Given Bolden’s desire to pursue the “Journey to Mars,” it would seem only natural that the Orion and SLS programs, the only means currently in development for taking us beyond low Earth orbit, would be doing well since 2010. They are, but not for lack of effort by the Obama administration to underfund them — proposals that congressional appropriators each year reverse. Since 2012, annual White House proposed budgets for NASA have fallen short of authorized levels by 78 percent and 70 percent respectively for the Orion or SLS programs.
NASA also has annually withheld funding for the Orion and SLS programs for termination liability reserves, never mind that as programs of record they could not be terminated without authorization from Congress, something the White House knew wasn’t even remotely on the table. Because of the termination liability withholdings, the Orion and SLS programs annually have had access to only about 80 percent of their appropriated funding since their beginning. Nonetheless, Orion is on course to complete its Critical Design Review by December, and SLS completed its CDR last summer.

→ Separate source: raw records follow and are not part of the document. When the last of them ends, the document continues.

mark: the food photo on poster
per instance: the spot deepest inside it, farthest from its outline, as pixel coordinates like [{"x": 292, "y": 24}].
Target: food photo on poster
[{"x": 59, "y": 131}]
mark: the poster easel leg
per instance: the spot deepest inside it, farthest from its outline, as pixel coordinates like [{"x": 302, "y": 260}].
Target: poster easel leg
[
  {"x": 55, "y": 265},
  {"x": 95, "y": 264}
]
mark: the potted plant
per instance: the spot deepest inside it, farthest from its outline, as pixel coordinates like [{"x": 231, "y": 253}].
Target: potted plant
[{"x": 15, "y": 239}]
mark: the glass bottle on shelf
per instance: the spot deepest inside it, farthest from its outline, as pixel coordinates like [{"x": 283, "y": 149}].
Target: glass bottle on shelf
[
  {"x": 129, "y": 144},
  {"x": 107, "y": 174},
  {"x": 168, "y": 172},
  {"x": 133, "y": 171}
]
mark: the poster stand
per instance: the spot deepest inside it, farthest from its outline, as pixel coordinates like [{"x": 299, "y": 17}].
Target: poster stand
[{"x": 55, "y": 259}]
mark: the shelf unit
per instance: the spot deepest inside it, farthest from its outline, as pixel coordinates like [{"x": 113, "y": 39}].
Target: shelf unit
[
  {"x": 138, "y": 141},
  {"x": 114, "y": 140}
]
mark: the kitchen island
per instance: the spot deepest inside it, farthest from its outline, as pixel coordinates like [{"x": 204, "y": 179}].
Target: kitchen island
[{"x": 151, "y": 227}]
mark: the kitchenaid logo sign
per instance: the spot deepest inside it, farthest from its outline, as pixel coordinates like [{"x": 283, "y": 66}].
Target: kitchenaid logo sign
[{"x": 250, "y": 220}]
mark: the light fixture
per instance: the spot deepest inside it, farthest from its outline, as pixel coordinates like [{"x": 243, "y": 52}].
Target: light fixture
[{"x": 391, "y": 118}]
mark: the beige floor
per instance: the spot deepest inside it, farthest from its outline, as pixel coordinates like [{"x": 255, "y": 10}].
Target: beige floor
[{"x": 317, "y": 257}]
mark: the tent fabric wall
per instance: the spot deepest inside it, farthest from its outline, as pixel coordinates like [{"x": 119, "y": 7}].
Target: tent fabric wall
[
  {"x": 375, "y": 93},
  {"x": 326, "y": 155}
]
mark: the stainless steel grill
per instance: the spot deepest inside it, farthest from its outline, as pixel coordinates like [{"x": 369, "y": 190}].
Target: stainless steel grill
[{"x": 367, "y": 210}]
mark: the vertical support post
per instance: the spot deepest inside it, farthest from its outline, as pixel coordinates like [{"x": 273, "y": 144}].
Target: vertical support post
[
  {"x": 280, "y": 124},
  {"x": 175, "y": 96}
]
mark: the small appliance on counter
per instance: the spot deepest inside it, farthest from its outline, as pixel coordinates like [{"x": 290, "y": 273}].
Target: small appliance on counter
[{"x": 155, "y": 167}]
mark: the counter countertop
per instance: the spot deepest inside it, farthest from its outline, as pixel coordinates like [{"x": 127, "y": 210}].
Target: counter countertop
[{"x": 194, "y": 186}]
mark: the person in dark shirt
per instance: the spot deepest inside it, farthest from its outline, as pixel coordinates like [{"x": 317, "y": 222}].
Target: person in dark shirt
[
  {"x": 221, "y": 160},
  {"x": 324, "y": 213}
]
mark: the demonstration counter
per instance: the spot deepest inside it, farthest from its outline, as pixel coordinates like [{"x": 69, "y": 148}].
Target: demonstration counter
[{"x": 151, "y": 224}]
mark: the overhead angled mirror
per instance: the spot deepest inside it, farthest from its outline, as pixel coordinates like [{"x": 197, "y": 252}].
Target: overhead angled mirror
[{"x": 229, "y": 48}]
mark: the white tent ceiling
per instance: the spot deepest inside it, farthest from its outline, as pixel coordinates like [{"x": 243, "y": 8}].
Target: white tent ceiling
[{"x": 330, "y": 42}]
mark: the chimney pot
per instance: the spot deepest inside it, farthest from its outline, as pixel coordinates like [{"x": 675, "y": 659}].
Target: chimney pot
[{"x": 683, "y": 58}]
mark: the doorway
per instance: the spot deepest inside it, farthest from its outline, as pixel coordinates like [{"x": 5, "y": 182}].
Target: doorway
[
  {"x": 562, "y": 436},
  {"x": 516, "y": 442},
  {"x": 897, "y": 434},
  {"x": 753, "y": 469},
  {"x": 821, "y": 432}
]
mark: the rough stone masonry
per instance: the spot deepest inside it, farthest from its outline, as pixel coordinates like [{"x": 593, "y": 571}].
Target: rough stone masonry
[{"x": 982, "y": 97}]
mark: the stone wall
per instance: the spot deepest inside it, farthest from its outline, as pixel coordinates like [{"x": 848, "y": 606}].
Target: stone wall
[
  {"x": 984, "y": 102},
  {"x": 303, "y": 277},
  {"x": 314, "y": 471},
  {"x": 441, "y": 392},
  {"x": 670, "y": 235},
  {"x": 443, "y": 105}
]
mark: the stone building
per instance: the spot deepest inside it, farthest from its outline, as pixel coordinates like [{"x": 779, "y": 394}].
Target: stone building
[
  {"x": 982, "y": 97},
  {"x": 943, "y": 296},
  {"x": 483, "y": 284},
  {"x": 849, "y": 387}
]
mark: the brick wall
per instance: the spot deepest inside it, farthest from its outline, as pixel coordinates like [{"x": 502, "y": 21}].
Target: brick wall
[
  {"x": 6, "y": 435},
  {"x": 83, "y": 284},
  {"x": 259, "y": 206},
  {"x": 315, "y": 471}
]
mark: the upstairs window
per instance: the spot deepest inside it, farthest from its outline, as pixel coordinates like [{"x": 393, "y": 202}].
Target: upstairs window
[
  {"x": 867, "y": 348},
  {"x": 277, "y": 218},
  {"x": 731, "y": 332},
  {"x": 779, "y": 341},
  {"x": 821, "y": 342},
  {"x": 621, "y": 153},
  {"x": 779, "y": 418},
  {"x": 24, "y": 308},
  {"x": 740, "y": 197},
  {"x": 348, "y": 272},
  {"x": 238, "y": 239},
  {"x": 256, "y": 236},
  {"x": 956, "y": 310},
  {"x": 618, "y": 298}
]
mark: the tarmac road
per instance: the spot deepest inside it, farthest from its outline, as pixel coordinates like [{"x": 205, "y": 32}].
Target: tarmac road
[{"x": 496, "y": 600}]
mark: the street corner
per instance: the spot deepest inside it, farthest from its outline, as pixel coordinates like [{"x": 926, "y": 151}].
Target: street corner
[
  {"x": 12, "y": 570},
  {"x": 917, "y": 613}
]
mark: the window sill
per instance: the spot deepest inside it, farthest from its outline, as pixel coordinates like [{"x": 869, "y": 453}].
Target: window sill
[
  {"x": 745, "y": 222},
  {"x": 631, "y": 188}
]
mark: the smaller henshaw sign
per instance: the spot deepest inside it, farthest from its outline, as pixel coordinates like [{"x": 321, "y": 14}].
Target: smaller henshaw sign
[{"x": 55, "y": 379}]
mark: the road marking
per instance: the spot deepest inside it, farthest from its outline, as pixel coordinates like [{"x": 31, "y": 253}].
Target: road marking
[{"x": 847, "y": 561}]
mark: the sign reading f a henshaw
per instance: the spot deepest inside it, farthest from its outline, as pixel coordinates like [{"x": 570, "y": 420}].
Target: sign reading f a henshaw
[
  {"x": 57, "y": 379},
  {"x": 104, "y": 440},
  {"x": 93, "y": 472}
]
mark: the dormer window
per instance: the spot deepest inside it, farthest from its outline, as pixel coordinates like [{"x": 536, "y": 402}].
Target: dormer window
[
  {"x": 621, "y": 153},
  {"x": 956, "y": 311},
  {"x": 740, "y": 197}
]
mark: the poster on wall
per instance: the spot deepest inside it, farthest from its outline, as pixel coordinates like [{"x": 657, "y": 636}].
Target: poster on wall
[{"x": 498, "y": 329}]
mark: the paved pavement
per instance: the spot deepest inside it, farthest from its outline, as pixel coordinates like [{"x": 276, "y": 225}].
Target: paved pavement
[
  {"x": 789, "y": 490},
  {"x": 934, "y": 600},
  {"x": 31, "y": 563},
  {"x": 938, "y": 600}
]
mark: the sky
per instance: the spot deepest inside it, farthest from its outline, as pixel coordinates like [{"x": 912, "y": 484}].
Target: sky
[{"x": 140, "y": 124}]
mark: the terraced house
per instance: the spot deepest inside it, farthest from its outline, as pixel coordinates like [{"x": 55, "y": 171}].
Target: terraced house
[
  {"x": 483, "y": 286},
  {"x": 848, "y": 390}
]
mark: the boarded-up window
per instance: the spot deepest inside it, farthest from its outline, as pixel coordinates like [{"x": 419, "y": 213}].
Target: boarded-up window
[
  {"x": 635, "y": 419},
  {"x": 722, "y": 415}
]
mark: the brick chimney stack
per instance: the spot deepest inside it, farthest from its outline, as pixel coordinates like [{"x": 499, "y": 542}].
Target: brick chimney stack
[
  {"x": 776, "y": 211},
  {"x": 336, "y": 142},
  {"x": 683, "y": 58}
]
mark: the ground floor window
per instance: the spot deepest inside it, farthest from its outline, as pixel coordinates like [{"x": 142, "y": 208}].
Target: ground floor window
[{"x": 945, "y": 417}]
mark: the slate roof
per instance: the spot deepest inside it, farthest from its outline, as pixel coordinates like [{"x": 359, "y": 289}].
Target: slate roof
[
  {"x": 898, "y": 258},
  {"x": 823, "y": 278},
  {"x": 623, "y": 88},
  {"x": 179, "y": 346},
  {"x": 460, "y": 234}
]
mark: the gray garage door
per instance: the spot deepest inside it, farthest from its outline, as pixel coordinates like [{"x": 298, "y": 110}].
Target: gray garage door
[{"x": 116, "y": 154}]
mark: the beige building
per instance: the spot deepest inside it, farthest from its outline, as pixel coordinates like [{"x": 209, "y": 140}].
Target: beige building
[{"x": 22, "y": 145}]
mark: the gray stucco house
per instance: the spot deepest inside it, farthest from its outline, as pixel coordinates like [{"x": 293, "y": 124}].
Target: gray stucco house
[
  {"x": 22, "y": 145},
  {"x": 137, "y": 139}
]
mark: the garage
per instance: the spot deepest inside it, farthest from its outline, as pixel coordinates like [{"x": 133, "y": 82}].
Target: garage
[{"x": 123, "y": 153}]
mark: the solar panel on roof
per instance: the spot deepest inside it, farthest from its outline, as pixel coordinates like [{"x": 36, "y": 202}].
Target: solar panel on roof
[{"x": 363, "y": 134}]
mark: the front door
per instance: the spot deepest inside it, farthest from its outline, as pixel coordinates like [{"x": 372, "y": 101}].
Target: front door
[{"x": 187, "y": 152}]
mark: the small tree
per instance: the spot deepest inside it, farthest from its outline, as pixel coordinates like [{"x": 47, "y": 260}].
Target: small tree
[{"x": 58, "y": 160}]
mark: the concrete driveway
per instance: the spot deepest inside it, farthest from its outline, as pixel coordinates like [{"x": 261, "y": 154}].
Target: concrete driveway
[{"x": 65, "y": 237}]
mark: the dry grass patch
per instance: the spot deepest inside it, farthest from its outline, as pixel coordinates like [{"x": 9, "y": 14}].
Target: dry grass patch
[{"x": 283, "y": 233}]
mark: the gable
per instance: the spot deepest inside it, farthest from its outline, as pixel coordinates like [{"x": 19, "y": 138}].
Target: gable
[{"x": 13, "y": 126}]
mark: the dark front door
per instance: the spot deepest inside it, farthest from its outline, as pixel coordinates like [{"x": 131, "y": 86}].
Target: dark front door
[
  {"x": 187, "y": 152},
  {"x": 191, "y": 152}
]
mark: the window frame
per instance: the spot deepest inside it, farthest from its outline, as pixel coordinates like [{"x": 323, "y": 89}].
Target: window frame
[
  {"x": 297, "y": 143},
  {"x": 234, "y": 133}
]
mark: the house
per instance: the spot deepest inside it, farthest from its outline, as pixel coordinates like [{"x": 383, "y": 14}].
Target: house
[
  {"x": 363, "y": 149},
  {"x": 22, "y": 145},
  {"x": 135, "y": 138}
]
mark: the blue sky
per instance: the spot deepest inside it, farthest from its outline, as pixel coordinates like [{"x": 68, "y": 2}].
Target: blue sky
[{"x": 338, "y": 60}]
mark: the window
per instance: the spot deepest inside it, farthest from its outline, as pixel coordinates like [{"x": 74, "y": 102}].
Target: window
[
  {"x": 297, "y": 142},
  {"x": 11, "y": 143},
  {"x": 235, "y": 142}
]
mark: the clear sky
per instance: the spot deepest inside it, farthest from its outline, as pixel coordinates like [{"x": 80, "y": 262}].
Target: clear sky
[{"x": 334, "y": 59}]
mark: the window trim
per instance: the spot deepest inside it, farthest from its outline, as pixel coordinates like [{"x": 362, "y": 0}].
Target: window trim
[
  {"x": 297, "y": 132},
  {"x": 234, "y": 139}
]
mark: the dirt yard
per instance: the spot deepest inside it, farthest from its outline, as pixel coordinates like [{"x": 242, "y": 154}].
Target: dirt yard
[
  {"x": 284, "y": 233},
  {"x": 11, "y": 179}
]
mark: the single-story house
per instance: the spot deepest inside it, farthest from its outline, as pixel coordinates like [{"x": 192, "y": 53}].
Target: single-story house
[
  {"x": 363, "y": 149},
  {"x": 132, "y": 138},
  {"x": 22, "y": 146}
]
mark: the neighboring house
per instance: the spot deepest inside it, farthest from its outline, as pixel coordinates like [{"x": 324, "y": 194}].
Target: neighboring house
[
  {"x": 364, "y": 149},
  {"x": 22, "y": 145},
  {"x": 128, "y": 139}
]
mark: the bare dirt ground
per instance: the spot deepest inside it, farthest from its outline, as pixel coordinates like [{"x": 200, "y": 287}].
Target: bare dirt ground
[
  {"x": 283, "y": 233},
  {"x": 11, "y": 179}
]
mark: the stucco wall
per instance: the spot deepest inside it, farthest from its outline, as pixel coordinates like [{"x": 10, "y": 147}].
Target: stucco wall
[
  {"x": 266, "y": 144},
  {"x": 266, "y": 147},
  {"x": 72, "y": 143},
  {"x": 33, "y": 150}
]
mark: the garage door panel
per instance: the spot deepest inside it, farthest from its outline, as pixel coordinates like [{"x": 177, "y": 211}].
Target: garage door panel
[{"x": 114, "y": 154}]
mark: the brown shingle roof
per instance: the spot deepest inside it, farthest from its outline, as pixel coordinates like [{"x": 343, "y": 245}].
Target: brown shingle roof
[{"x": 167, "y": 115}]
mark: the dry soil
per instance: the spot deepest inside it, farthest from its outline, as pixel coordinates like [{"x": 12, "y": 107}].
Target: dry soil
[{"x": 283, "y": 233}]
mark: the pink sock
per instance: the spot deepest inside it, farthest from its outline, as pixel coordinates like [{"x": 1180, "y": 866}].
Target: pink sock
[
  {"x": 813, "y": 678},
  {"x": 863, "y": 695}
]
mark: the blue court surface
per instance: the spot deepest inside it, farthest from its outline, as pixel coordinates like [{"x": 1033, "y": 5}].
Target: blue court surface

Since the NASA Authorization Act of 2010, the U.S. space program’s destination is “beyond low-Earth orbit to a variety of lunar and Lagrangian orbital locations,” that is, cislunar space. With the administration’s largely unsuccessful efforts in space policy over the last five years, Congress has received little from NASA to help it determine a more specific destination. One can hope that the next administration, after watching the fallout of the Obama administration’s space flailing, will work with, not against, Congress to forge a space policy more closely coupled with reality and more likely to lead to a space exploration plan we can all be proud of, such as resuming our trek to the moon and then Mars.
It is equally to be hoped that SpaceNews will do a more thorough job of pressing Bolden on his contradictory space views.